The man was not able to resolve the issue on his own, so he made a complaint to the Office of the Citizens’ Representative.
His complaint is just one of between 300 and 400 the office receives and investigates each year.
Barry Fleming, the citizens’ representative, is on the west coast this week meeting with people who have an issue or complaint with the province’s public service. The man in McKays is just one of the people he’ll meet with.
Fleming said the free ombudsman service offered by the office covers complaints involving all areas of the provincial public service.
“And I like saying to people it’s a really good public service. It’s professional, it’s courteous.
“But you know it’s made up of over 40,000 people and it’s not realistic to expect that there’d be perfect harmony between citizens and that large a public service.”
Fleming said the office undertakes two types of citizen initiatives.
The first are inquires or allegations that can be dealt with very quickly and speedily.
For example, in dealing with the Department of Advanced Education and Skills, a person may think they are entitled to income supplement, however, they don’t want to wait the six or nine months it may take to resolve their issue.
The second initiative involves investigations of complaints.
“That requires a much more in-depth piece of work on our part,” said Fleming.
He said the process generally involves meeting with the complainant, taking a statement and in the case of the McKays complaint, will include viewing the alleged damage and taking pictures of it.
It will also involve a review of the files on the incident from the department and speaking with officials about policies and protocols.
Fleming said at this stage of a complaint his office is a neutral third party.
“So we don’t take sides,” Fleming said.
Once the investigation is completed the office will prepare a report.
If it thinks the citizen has been treated fairly, the office will outline in detail why it thinks so.
Fleming said it may find the protocols and policies in place are fair and they were applied fairly to the complainant.

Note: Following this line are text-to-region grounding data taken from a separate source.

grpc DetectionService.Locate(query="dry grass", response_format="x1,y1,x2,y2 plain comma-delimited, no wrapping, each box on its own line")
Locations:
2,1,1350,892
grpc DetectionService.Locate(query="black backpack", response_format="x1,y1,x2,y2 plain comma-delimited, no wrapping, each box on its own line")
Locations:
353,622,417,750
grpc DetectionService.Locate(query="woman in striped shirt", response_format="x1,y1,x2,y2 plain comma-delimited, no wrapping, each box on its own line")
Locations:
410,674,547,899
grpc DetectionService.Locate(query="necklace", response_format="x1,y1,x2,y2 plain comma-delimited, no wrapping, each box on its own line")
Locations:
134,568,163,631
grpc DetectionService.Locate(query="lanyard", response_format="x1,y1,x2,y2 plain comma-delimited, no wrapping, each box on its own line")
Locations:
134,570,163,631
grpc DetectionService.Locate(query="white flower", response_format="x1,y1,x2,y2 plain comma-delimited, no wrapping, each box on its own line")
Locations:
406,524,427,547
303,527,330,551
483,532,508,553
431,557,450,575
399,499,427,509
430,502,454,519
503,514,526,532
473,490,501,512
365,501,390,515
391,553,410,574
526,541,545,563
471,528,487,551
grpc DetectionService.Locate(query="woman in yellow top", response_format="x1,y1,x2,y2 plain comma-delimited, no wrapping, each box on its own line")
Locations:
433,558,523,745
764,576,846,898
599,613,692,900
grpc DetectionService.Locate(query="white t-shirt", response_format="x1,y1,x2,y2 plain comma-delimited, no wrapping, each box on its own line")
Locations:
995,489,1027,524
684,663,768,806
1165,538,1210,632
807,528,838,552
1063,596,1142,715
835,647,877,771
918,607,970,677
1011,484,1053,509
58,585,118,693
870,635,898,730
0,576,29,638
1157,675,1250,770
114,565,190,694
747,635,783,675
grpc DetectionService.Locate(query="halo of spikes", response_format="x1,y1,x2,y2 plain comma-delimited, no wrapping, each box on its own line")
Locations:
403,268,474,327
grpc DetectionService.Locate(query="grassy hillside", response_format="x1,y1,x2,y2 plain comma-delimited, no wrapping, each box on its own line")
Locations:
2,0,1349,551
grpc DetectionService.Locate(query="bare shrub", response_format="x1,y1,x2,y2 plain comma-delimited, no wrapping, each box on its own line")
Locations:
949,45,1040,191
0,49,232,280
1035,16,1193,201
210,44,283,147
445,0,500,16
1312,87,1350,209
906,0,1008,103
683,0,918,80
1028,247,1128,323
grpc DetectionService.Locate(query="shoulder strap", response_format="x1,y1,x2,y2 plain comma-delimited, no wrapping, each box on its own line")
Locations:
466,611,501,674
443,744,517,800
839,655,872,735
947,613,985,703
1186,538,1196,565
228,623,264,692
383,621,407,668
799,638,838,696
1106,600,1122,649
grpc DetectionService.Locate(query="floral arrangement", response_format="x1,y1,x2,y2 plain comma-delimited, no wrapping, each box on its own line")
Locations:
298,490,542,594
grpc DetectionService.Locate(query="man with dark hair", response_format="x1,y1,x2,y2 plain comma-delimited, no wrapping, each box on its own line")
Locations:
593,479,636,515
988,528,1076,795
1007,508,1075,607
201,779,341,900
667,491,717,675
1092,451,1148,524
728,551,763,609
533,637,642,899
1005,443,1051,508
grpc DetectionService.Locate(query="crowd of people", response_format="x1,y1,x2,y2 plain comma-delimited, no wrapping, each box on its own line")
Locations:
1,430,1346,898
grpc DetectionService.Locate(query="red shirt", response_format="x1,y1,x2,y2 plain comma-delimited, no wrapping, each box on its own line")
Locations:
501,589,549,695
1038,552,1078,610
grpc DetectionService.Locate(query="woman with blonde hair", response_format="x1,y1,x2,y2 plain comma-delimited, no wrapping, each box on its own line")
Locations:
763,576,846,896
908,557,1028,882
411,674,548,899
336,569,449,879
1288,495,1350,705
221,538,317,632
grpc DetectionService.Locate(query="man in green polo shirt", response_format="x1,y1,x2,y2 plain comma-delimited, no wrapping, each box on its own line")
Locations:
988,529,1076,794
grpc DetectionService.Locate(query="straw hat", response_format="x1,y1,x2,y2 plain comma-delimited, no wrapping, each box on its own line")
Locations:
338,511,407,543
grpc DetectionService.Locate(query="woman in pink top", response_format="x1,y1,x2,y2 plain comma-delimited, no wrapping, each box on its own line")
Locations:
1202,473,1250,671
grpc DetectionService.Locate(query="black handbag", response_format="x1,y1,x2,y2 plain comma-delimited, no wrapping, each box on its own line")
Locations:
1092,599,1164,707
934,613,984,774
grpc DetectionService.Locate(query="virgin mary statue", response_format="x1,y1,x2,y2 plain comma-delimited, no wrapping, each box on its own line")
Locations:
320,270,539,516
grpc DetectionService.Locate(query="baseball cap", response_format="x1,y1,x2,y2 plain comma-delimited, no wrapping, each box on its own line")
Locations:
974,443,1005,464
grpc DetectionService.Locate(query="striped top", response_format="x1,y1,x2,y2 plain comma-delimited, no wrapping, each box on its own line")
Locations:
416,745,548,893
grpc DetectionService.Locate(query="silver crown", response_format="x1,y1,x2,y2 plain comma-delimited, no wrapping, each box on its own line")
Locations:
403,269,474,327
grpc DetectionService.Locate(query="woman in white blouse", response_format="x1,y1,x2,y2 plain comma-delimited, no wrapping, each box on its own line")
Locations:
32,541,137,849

If the office thinks the complainant has been treated unfairly then the role of the office changes and it becomes an advocate for the citizen.
The report in this case would make recommendations for resolving the situation and the office will meet with ministry officials to outline those recommendations.
If the issue can’t be resolved then the office reports it to the House of Assembly through its annual digest.
Fleming said this digest is the office’s way of bringing the problems it’s uncovered and has had trouble getting resolved to the forefront, and saying maybe members of the house, at a political level, can deal with it.
Fleming is available for appointments today in Corner Brook from 7-9 p.m. at the Glynmill Inn, Wednesday at the Hotel Port aux Basques from 2-4 p.m. and 7-9 p.m. and in Burgeo at the Town Office on Thursday from 1-4 p.m.